For a video lesson, Watch Gluten Free Mama demonstrate making gluten free pies at the Salt Lake City Gluten Free Expo. Click Here to Watch.
Fluting the Edges
- Take a fork and just use the edges and press into the crust all the way around the edge of the crust.
- Take your second and third finger and place them on the inside of the rim and place your thumb on the opposite side and squeeze together. Repeat. This will create a scalloped edge.
- Take the edge of your pinky finger and gently press into the dough at an angle all the way around the edges creating a wave like design.
- Take a spoon, with the tip facing the center of the pie, press the spoon into the dough with the edge at the inside edge of the rim. Then move it back in the same spot about 1/4 inch, pressing gently again. Repeat all the way around. This makes a beautiful decorative edge.
- Roll out extra dough. Using miniature cookie cutter, cut out shapes like leaves or apples and press the cutouts centered on the rim in sets of two or three, leaving a few gaps if desired around the edge of the pan. Be sure to not let the edge of the cutouts hang to far over, because they could break when removing pie from oven.

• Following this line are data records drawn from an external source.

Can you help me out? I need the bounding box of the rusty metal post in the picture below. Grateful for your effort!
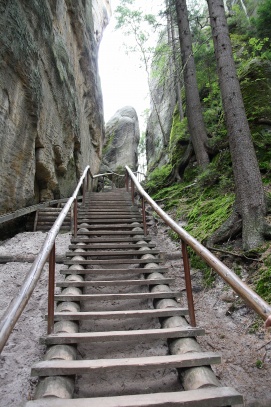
[86,171,90,192]
[82,178,86,206]
[131,179,135,205]
[182,240,196,326]
[47,243,56,335]
[141,196,148,236]
[73,198,78,237]
[125,170,129,192]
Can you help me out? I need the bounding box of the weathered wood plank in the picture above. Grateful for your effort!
[31,352,221,376]
[60,267,168,274]
[66,248,160,257]
[25,387,243,407]
[77,230,144,236]
[41,326,205,346]
[71,237,152,244]
[64,260,164,265]
[46,308,188,321]
[56,278,175,287]
[55,291,181,301]
[69,244,156,250]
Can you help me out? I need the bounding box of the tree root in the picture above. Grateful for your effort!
[207,210,242,247]
[206,246,263,263]
[263,222,271,239]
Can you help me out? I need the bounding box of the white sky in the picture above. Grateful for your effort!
[99,0,163,132]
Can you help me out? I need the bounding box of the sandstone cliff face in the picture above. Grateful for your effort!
[0,0,110,213]
[103,106,140,171]
[146,37,177,169]
[146,72,176,169]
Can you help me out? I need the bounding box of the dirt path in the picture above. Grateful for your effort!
[0,225,271,407]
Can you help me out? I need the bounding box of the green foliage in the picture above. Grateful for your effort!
[103,133,115,155]
[254,0,271,38]
[185,193,235,242]
[256,359,263,369]
[146,164,172,194]
[228,4,254,35]
[255,250,271,303]
[188,248,216,287]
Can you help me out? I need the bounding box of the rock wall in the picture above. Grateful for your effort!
[0,0,110,214]
[103,106,140,171]
[146,34,177,170]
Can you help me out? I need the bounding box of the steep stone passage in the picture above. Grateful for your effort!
[26,190,242,407]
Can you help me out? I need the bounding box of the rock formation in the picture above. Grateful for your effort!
[0,0,110,214]
[146,37,177,169]
[103,106,140,171]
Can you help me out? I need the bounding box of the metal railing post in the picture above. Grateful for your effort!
[73,198,78,237]
[47,243,56,335]
[131,179,135,205]
[82,178,86,206]
[182,240,196,326]
[141,196,148,236]
[87,171,90,192]
[125,170,129,192]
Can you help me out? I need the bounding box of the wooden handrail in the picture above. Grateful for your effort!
[0,166,93,353]
[126,166,271,320]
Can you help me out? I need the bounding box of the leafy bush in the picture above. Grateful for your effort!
[146,164,172,194]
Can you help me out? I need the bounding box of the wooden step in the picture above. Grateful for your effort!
[76,222,143,230]
[41,326,205,345]
[78,217,142,228]
[56,278,175,287]
[77,230,144,236]
[25,387,243,407]
[46,308,188,321]
[78,215,142,220]
[55,291,181,301]
[78,212,141,217]
[60,267,168,274]
[66,249,161,257]
[31,352,221,376]
[69,242,156,250]
[55,291,181,301]
[64,260,164,265]
[71,237,152,244]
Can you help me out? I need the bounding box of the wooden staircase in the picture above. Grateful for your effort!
[34,207,72,232]
[25,190,242,407]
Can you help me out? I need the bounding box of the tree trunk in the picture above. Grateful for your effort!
[175,0,209,168]
[207,0,266,250]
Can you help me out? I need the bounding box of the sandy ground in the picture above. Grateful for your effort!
[0,225,271,407]
[0,232,70,407]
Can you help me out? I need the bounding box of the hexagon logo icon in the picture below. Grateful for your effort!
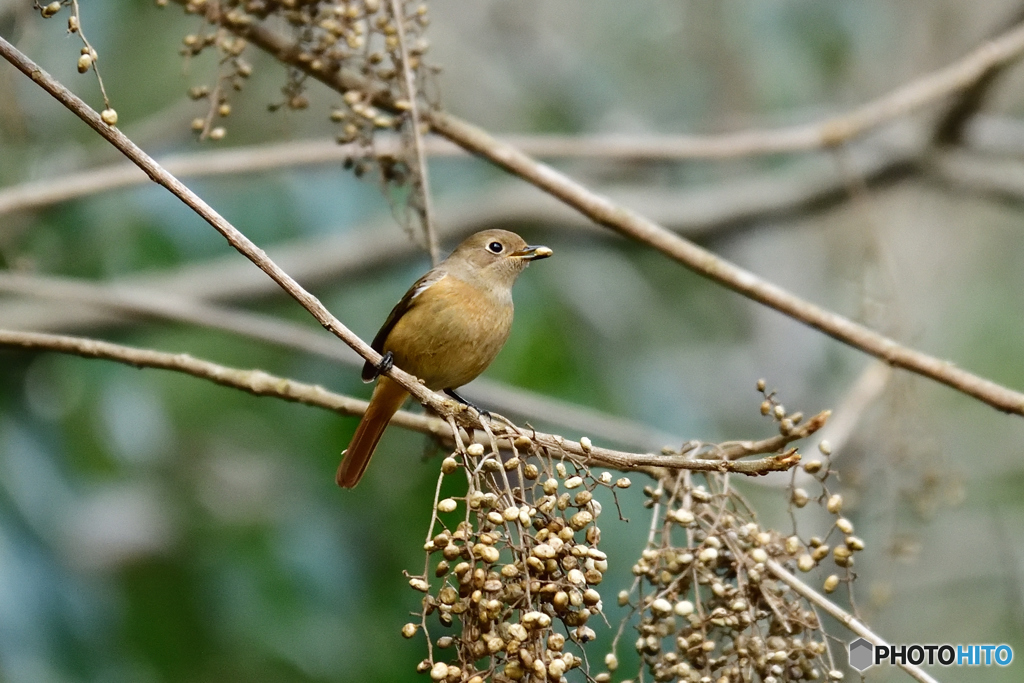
[850,638,874,671]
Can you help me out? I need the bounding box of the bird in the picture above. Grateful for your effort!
[336,229,553,488]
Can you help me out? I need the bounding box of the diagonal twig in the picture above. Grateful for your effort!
[391,0,440,265]
[182,12,1024,416]
[0,330,811,474]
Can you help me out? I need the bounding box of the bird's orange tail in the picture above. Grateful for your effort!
[335,377,409,488]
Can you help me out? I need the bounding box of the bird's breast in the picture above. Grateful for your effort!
[384,275,513,390]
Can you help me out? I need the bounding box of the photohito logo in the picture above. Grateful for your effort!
[850,638,1014,671]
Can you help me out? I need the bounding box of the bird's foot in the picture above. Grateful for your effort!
[371,351,394,379]
[444,389,490,420]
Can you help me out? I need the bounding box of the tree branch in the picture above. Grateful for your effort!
[0,330,815,475]
[765,559,938,683]
[0,37,436,414]
[0,271,685,450]
[176,9,1024,416]
[230,9,1024,160]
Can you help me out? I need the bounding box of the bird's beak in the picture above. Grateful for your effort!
[509,247,555,261]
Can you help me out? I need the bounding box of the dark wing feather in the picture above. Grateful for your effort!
[362,269,447,382]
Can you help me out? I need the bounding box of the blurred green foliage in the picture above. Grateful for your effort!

- Do not put dough in refrigerator. You can after it’s rolled out and fluted, but not before you roll it out.
- Choose a good 10 inch ceramic pie plate or pyrex glass pie plate. For quiches use a pie plate that has 2 inch sides.
- For gluten free pie crusts it is easier to cut butter in with a fork.
- Use wax paper for rolling out or use a good silicone pastry mat. Pampered Chef™ has a great pastry mat.
- For a shiny crust or crust edge, baste lightly with an egg white.
- To prevent spilling in the oven, bake pie on a foil lined baking sheet or place baking sheet on lower rack to catch any unwanted spills.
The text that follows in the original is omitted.